Studentessa del Vittorio Veneto–Salvemini conquista il primo premio nazionale.
Quando lo sport diventa racconto, emozione e riflessione, nasce un linguaggio capace di unire generazioni e culture diverse. È quanto accaduto durante la premiazione della terza edizione del concorso letterario nazionale “Nerio Marabini – Racconta lo sport”, dove la diciassettenne Sukhmanpreet Kaur, studentessa dell’ Istituto Vittorio Veneto–Salvemini, ha conquistato il primo premio assoluto.


Per la giovane vincitrice, la trasferta a Seriate (BG) si è trasformata fin da subito in un’esperienza intensa e formativa. L’accoglienza calorosa dell’Associazione Nerio Marabini ha contribuito a rendere l’evento un momento di autentica condivisione culturale e umana. Un ringraziamento speciale è stato rivolto al Presidente Paolo Marabini e alla sua famiglia, per la disponibilità e l’attenzione dimostrate nei confronti dei partecipanti.
L’ Associazione Nerio Marabini promuove da anni un progetto culturale che intreccia sport e narrazione, valorizzando il gesto atletico come forma di espressione artistica e sociale. Il concorso, che prevede un montepremi complessivo di 4.000 euro e la pubblicazione dei migliori elaborati in un volume edito da Bolis Edizioni, mira infatti a dare voce ai giovani capaci di interpretare lo sport con sensibilità, profondità e spirito critico.

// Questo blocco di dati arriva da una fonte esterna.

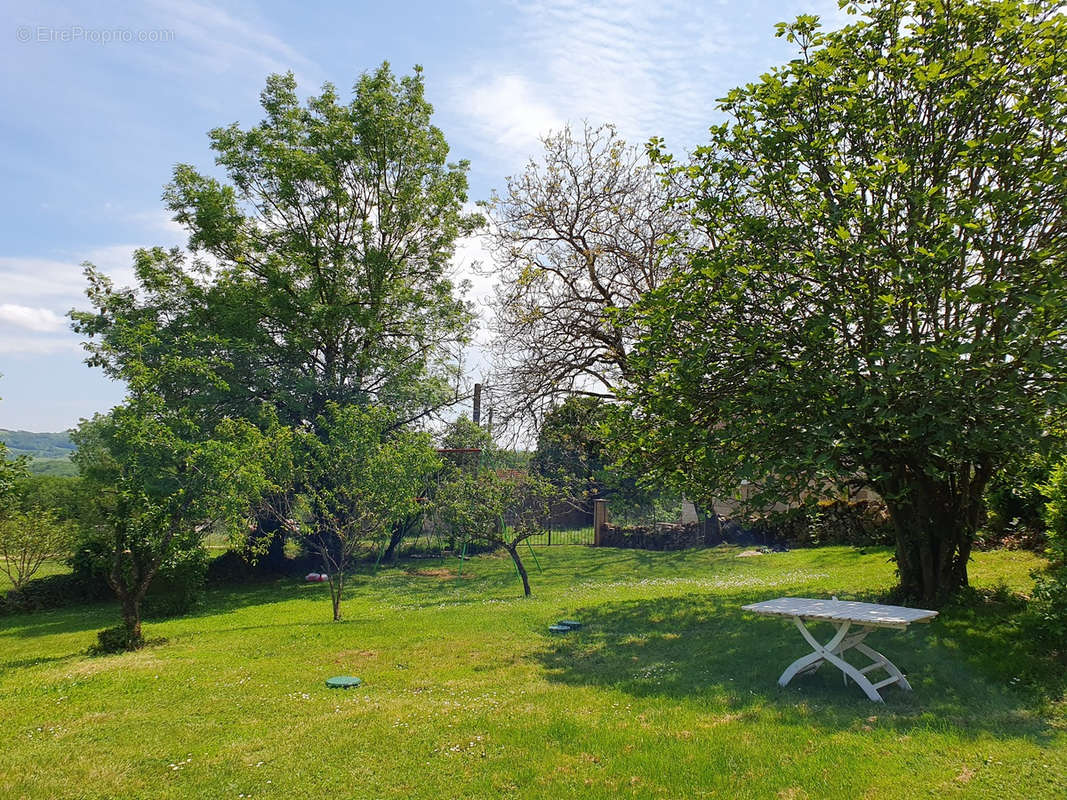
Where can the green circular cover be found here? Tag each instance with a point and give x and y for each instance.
(343, 682)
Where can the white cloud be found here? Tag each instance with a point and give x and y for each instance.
(36, 345)
(31, 319)
(36, 293)
(650, 68)
(215, 41)
(507, 114)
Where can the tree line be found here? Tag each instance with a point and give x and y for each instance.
(857, 283)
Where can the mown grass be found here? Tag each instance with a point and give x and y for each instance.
(668, 691)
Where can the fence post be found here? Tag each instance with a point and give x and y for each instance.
(600, 520)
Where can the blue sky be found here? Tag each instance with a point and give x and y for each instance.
(97, 106)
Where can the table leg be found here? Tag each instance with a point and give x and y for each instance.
(831, 653)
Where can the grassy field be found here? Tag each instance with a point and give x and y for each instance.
(667, 692)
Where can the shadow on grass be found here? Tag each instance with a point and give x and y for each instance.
(705, 650)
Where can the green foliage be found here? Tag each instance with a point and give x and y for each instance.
(570, 446)
(64, 496)
(359, 476)
(29, 538)
(885, 301)
(178, 585)
(60, 467)
(464, 433)
(329, 240)
(1055, 513)
(1047, 616)
(160, 481)
(497, 509)
(576, 453)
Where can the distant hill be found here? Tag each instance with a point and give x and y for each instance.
(37, 445)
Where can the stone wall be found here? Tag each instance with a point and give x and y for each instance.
(661, 537)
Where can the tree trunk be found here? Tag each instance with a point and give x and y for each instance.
(336, 587)
(131, 619)
(935, 521)
(521, 569)
(399, 531)
(271, 529)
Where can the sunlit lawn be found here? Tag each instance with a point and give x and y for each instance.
(668, 691)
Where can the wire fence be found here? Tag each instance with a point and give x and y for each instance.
(563, 536)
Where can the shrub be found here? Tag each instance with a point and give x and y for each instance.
(174, 591)
(229, 568)
(27, 540)
(1047, 617)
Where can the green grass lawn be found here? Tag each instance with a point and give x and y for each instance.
(669, 691)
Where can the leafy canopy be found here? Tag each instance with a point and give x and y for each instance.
(319, 266)
(886, 304)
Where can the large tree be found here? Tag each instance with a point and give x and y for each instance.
(318, 269)
(360, 478)
(575, 239)
(886, 302)
(160, 481)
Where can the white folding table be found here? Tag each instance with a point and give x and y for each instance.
(854, 622)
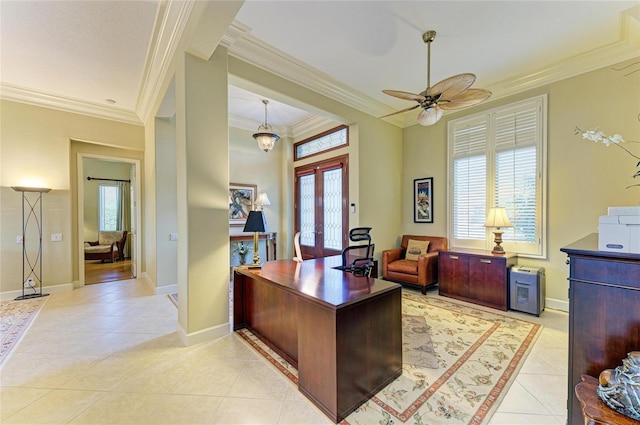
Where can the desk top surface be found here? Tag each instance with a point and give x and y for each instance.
(318, 281)
(589, 246)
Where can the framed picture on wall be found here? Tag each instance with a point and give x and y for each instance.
(241, 199)
(423, 200)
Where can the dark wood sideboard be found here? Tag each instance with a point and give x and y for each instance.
(476, 276)
(342, 332)
(604, 313)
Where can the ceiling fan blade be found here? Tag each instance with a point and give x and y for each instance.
(430, 116)
(469, 98)
(452, 86)
(404, 95)
(399, 112)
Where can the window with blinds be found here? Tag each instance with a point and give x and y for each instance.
(496, 159)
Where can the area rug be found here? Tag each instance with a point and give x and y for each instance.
(478, 355)
(15, 319)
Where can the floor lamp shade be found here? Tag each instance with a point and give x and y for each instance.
(256, 223)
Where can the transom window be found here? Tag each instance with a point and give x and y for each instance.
(496, 158)
(323, 142)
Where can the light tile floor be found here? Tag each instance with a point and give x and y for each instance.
(109, 354)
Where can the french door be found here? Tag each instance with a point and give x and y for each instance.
(321, 195)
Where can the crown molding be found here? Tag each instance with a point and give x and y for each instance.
(171, 23)
(47, 100)
(242, 45)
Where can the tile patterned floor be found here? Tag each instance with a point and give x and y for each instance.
(109, 354)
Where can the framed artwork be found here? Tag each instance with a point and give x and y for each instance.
(241, 198)
(423, 200)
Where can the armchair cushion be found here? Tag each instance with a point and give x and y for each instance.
(109, 246)
(416, 248)
(398, 266)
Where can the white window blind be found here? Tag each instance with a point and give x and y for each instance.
(469, 171)
(496, 159)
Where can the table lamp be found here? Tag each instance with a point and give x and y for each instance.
(256, 224)
(497, 218)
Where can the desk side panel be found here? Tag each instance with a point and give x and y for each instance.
(348, 355)
(271, 312)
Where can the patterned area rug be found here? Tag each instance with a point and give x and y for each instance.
(478, 354)
(15, 319)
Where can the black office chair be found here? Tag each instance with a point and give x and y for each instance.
(358, 259)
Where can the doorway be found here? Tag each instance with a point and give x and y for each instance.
(320, 207)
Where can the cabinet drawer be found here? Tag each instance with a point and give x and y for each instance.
(606, 271)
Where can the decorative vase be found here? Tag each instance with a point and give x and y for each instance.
(620, 387)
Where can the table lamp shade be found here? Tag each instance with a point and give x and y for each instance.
(255, 222)
(497, 217)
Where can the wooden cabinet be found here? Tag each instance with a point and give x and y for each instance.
(604, 312)
(475, 276)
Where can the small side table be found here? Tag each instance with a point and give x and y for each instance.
(594, 410)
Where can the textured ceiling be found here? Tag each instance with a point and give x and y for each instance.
(86, 52)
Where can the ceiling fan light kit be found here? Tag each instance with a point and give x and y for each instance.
(450, 93)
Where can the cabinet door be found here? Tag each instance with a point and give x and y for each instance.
(488, 281)
(453, 274)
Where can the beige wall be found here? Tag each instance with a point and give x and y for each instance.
(584, 178)
(35, 144)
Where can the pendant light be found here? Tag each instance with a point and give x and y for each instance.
(265, 137)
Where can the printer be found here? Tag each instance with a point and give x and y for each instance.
(619, 230)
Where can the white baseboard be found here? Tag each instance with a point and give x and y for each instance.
(557, 304)
(12, 295)
(203, 335)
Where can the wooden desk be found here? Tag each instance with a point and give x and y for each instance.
(342, 332)
(604, 318)
(594, 410)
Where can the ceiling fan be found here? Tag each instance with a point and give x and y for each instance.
(450, 93)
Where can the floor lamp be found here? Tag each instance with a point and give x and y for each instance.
(31, 225)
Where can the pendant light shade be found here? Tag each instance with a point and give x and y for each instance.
(265, 137)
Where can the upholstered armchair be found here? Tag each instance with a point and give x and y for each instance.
(109, 246)
(414, 263)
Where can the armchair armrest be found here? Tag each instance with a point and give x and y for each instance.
(390, 255)
(426, 265)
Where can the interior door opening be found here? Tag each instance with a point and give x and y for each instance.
(321, 213)
(107, 203)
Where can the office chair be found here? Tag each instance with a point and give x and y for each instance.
(358, 259)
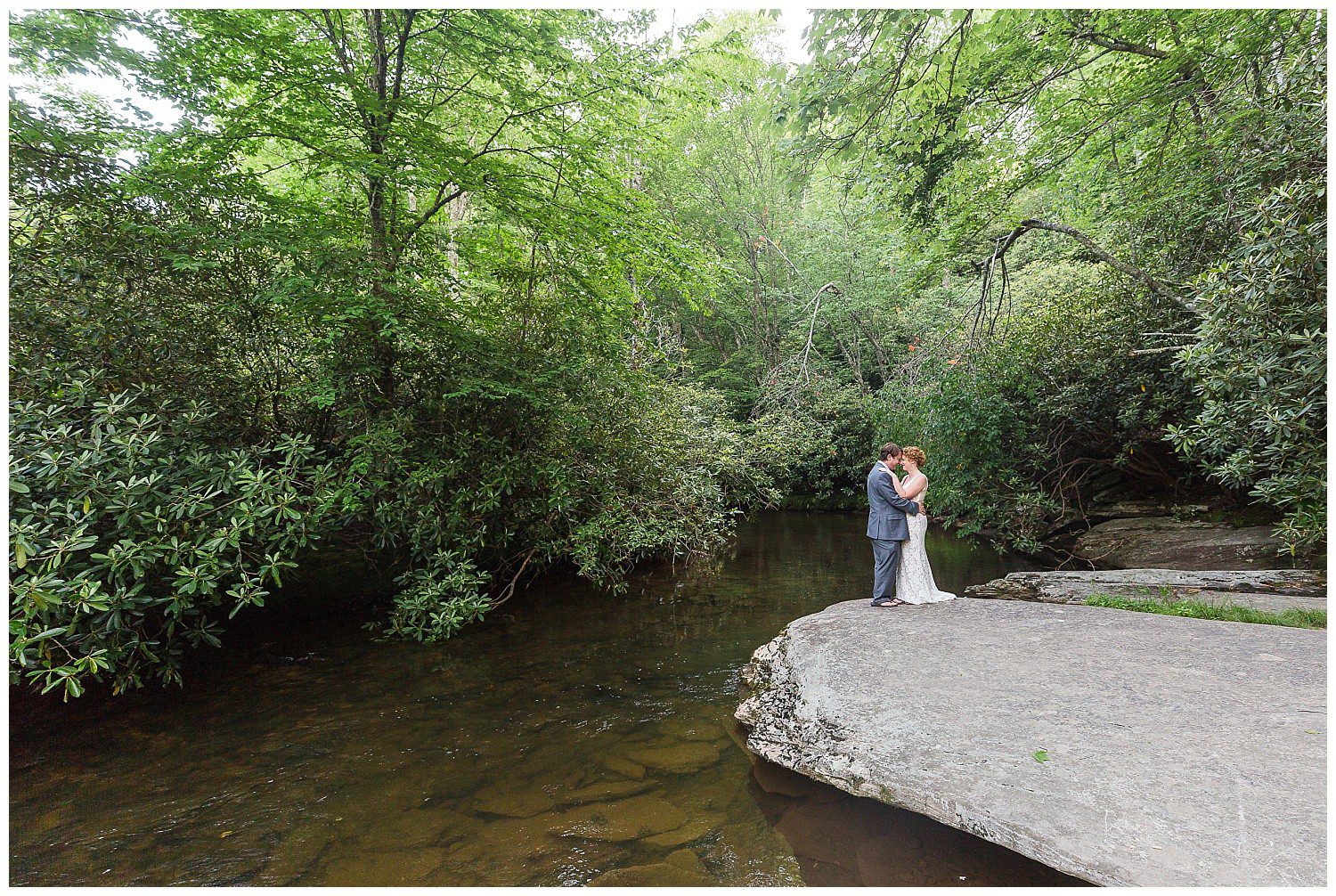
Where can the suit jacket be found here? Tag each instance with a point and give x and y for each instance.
(886, 509)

Nel suo elaborato, Sukhmanpreet Kaur ha saputo cogliere pienamente lo spirito dell’iniziativa raccontando la figura della pattinatrice olimpica Tessa Virtue, descritta come simbolo di determinazione e resilienza. Il testo si distingue per la capacità di affrontare temi universali attraverso lo sport:
- la resilienza dei campioni e la forza di rialzarsi dopo le sconfitte; il valore dell’impegno oltre il dolore, richiamando le difficoltà fisiche affrontate lontano dai riflettori; la dimensione artistica dello sport, interpretato come trasformazione della fatica in armonia ed espressività.
«Bisogna allenare il cervello a credere nell’impossibile», citazione dell’atleta ripresa nel racconto, sintetizza il messaggio profondo dell’elaborato: lo sport come palestra di vita, capace di formare mente, carattere e sensibilità.
Per la giovane studentessa, il premio rappresenta molto più di un riconoscimento letterario: è la conferma di un percorso personale e culturale in crescita. L’esperienza vissuta a Seriate ha rafforzato la consapevolezza che equilibrio, disciplina e coordinazione — elementi fondamentali nello sport — possano riflettersi anche nello sviluppo interiore e nella costruzione del proprio futuro.
La città ha così celebrato non solo una vincitrice, ma una giovane autrice capace di trasformare lo sport in narrazione e il coraggio in una prospettiva concreta di crescita e speranza.